Michael Jackson Death Trial, Day 9: The Doctor Speaks
The prosecution in the involuntary manslaughter trial against Michael Jackson's doctor Conrad Murray will present one of their final pieces of evidence Friday, playing a taped police interview with Murray.
Scott Smith, one of the L.A. detectives who conducted the interview two days after Jackson's death, takes the stand to introduce the evidence to the jurors. The two-hour interview has never been played in public before, nor has a transcript of its contents been released.
In it, the Houston-based cardiologist, who was accompanied by an attorney, detailed his treatment of Jackson in the hours before the superstar's death.
Murray told detectives that he had been trying to wean Jackson off the powerful anesthetic propofol, because he was afraid he was addicted and had given the King of Pop other sedatives, including lorazepam and midazolam, to try helping Jackson to sleep.
"He's not able to sleep naturally," Murray told the detectives early in the interview.

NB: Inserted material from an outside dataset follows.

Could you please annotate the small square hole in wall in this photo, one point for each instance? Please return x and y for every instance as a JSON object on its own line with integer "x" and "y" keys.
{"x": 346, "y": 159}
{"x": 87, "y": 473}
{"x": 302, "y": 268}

Murray claimed other doctors had also given Jackson propofol, which the "Thriller" singer called his "milk."
The doctor also told police that he had only left Jackson alone for a couple minutes when he returned around 11:00 AM on June 25, 2009 to find the singer had stopped breathing.
Murray's attorneys have disputed this portion of the timeline and say the doctor returned to find Jackson unresponsive around noon. Defense attorneys contend Jackson gave himself the lethal dose after Murray left the room.
Murray has pleaded not guilty to involuntary manslaughter and faces up to four years behind bars and the loss of his medical license if convicted.